OS from spinach-fed larvae rapidly loses E-inducing activity. Average (n = 4, ±SEM) induced E production in cowpea leaves treated with OS collected from larvae 0, 1, 2, or 4 h after being removed from cowpea and spinach plants. Unlike cowpea, spinach harbors a trypsin-sensitive Lys (K) within the predicted inceptin sequence [⁺ICDINGKCVDA⁻]. A damage plus water-only treatment was included as a negative control. Different letters (a and b) represent significant differences (all ANOVA Ps < 0.001, Tukey's test corrections for multiple comparisons [P < 0.05]).

Figure 7.

Sequential induction of phytohormones and volatiles induced by cowpea-derived armyworm OS. Average (n = 5, ±SEM). A, JA. B, E. C, SA. D, DMNT levels in undamaged control cowpea leaves or those damaged and treated with 1 μL armyworm OS collected from larvae feeding on either cowpea roots or shoots. Symbols for treatments are denoted in the legend. Shoot-derived OS contained 937 ± 54 fmol μL⁻¹ (n = 4, ±SEM) of total active inceptin-related peptides (Vu-In, Vu-^E+In, and Vu-^GE+In), while corresponding root-derived OS peptides were undetectable (<10 fmol μL⁻¹). Within figures, different letters (a–e) represent significant differences (all ANOVA Ps < 0.001, Tukey's test corrections for multiple comparisons [P < 0.05]).

Figure 8.

Ala substitution of inceptin confirms essential role of the C terminus for activity.
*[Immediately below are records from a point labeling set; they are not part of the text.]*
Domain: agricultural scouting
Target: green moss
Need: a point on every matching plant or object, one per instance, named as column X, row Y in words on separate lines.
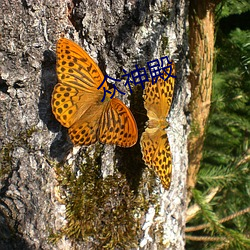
column 5, row 161
column 105, row 212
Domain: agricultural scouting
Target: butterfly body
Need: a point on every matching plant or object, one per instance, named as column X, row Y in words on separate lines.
column 77, row 105
column 154, row 141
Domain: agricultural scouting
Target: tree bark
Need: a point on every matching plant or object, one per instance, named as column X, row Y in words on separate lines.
column 40, row 170
column 201, row 40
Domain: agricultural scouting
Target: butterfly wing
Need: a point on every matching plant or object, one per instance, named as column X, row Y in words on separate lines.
column 117, row 125
column 76, row 68
column 158, row 96
column 78, row 77
column 156, row 154
column 154, row 141
column 76, row 101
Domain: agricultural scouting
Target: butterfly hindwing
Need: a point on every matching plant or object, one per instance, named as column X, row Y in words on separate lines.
column 118, row 125
column 154, row 141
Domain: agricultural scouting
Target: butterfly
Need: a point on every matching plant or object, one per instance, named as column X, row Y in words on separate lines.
column 76, row 101
column 154, row 141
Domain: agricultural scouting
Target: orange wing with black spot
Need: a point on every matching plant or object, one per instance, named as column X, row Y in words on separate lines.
column 76, row 101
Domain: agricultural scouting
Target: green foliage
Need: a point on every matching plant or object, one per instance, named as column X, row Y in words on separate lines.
column 226, row 155
column 230, row 7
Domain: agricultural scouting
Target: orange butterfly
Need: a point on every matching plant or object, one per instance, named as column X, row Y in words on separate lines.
column 154, row 141
column 76, row 101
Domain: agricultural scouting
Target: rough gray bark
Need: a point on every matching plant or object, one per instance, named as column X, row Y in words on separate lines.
column 118, row 35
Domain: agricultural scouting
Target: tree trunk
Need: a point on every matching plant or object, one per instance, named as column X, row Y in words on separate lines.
column 201, row 40
column 54, row 196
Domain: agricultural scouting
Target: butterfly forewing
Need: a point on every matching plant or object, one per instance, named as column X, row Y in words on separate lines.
column 76, row 101
column 75, row 67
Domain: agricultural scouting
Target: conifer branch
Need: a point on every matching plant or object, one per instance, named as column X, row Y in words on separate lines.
column 230, row 217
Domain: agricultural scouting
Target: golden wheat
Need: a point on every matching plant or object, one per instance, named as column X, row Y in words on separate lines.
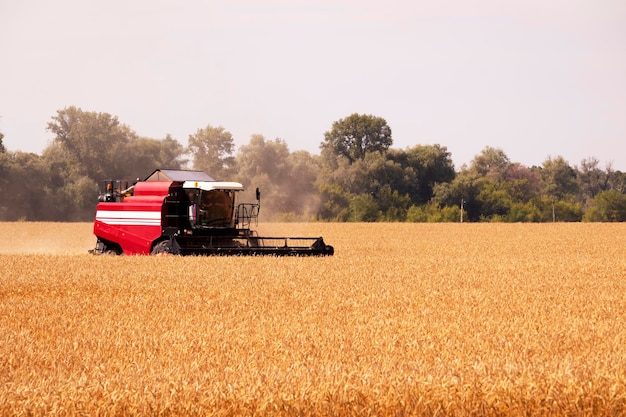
column 405, row 319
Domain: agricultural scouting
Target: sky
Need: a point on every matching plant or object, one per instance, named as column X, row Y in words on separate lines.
column 535, row 78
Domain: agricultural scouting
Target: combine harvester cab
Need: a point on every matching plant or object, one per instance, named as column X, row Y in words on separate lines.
column 187, row 213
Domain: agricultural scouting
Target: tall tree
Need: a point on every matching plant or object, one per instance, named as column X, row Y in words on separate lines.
column 94, row 142
column 144, row 155
column 491, row 163
column 558, row 182
column 356, row 135
column 212, row 151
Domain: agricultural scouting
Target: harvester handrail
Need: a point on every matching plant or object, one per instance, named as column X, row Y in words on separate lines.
column 246, row 212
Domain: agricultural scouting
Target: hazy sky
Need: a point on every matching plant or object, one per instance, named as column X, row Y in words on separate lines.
column 536, row 78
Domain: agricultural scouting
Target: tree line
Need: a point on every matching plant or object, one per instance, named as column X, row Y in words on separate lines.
column 358, row 176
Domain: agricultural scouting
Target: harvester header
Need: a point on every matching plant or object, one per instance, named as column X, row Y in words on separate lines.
column 187, row 213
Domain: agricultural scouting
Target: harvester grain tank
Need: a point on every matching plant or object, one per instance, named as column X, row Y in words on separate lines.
column 187, row 213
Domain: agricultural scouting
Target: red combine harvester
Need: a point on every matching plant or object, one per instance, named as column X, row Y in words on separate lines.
column 187, row 213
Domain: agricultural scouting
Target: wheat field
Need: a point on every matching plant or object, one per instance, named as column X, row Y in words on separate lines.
column 405, row 319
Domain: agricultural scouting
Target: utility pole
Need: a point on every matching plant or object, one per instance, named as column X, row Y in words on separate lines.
column 462, row 205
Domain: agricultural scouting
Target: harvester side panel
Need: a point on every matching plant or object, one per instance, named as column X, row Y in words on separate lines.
column 134, row 225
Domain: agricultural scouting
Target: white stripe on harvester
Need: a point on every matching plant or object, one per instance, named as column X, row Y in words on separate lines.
column 129, row 218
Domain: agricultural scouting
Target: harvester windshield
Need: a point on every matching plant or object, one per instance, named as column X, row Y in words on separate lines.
column 212, row 203
column 213, row 208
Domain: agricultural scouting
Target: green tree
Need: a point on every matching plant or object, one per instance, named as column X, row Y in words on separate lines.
column 558, row 182
column 143, row 155
column 287, row 181
column 607, row 206
column 94, row 143
column 491, row 163
column 363, row 208
column 212, row 151
column 424, row 166
column 357, row 135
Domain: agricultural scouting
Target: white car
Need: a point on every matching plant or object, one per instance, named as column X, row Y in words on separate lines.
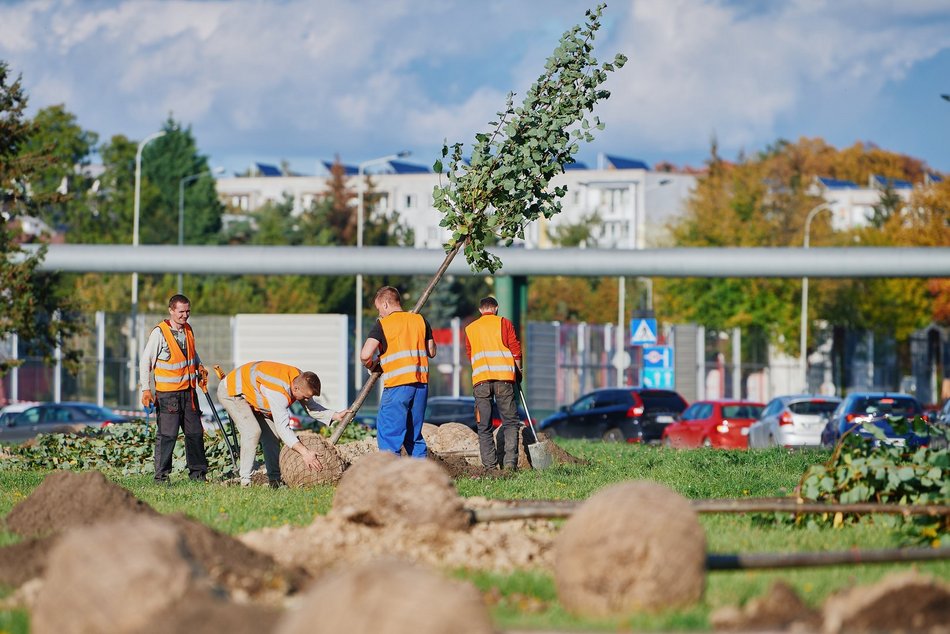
column 792, row 421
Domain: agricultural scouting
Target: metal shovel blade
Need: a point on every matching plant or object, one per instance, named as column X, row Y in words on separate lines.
column 539, row 452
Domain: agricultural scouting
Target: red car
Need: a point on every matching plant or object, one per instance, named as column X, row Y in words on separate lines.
column 723, row 424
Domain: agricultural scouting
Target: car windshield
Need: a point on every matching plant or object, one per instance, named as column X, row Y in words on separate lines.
column 741, row 411
column 94, row 411
column 658, row 400
column 814, row 407
column 887, row 406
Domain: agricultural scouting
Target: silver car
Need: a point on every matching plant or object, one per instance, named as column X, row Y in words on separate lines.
column 795, row 420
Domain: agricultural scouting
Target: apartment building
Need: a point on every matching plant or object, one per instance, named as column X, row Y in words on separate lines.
column 627, row 204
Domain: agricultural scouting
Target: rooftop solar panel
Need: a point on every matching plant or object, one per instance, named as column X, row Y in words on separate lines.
column 621, row 163
column 265, row 169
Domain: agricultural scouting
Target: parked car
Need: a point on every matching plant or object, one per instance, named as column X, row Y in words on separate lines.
column 792, row 421
column 876, row 408
column 50, row 417
column 461, row 409
column 721, row 423
column 617, row 414
column 10, row 412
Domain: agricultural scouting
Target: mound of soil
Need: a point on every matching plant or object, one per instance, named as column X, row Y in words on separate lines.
column 117, row 576
column 901, row 602
column 65, row 499
column 331, row 541
column 778, row 609
column 24, row 561
column 632, row 547
column 384, row 491
column 297, row 474
column 386, row 598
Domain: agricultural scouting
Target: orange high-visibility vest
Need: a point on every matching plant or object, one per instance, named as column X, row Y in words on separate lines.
column 178, row 373
column 491, row 360
column 405, row 360
column 250, row 377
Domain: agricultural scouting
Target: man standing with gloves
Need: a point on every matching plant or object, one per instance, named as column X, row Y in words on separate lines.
column 170, row 353
column 495, row 353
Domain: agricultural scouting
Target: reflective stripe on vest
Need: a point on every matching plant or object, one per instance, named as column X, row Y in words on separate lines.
column 405, row 360
column 491, row 360
column 178, row 372
column 248, row 379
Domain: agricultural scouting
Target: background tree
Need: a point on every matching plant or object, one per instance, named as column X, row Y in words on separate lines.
column 29, row 302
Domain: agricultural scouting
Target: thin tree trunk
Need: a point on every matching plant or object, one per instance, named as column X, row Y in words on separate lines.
column 374, row 376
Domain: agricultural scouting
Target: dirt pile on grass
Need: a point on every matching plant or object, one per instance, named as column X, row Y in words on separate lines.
column 387, row 598
column 385, row 490
column 332, row 541
column 632, row 547
column 778, row 609
column 65, row 499
column 901, row 602
column 135, row 575
column 296, row 473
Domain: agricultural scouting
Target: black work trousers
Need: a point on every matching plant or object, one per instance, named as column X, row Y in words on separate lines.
column 179, row 410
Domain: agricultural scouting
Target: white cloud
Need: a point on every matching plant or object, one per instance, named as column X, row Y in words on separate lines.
column 332, row 76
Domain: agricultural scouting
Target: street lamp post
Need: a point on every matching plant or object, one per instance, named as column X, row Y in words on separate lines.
column 803, row 331
column 357, row 368
column 135, row 242
column 181, row 209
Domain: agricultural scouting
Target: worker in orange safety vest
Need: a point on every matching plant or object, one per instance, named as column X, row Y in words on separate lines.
column 171, row 355
column 495, row 353
column 404, row 343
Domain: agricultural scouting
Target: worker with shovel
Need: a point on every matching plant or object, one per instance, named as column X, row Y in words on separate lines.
column 404, row 344
column 495, row 353
column 170, row 353
column 257, row 397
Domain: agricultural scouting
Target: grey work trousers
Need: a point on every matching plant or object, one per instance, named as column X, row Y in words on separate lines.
column 502, row 393
column 254, row 428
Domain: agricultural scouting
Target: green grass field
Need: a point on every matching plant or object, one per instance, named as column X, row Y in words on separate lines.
column 528, row 599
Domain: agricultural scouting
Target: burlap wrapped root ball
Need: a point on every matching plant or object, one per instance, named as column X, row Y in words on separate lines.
column 632, row 547
column 455, row 439
column 389, row 598
column 295, row 472
column 116, row 576
column 383, row 489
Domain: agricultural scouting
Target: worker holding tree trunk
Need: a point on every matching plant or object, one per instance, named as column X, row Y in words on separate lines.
column 495, row 353
column 170, row 353
column 404, row 345
column 257, row 397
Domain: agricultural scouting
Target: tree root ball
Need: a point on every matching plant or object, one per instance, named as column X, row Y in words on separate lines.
column 114, row 577
column 389, row 598
column 632, row 547
column 296, row 474
column 455, row 439
column 383, row 489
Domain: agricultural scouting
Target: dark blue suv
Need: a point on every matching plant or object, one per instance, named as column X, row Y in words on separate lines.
column 876, row 408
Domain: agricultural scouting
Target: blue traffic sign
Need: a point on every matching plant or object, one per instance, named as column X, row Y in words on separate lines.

Vu-In was sequentially substituted with Ala from the N terminus (A1) to the penultimate C-terminal residue (A10). C and N termini of Vu-In were also examined by either adding (Vu-In^+A) or removing residues (Vu-In^−A, Vu-^I−In). Average (n = 4, ±SEM) induced leaf production of: A, E (1 h); B, SA (4 h); and C, DMNT (4 h) in cowpea leaves treated as either undamaged controls (Con), damage + 5 μL water (Dam), or damage plus 4 pmol of peptide in 5 μL water. Within figures, different letters (a–f) represent significant differences (all ANOVA Ps < 0.001, Tukey's test corrections for multiple comparisons [P < 0.05]).

Figure 9.

Simplified proposed model for inceptin-related peptides in mediating interactions between armyworm larvae and cowpea. (1) Larvae consume cowpea leaves and produce digestive fragments of cATPC; (2) plants indirectly perceive attack when inceptin-related peptides recontact the wounded leaf surface and bind a putative receptor; (3) multiple signaling pathways are activated that include the phytohormones JA, E, and SA; (4) biochemical defense responses are induced, including protease inhibitor transcripts (PI), phenylpropanoids (cinnamic acid [CA]), and volatiles including MeSA and DMNT (Schmelz et al., 2006); and (5) insect-induced plant volatiles are released, providing reliable cues that can facilitate attraction of natural enemies.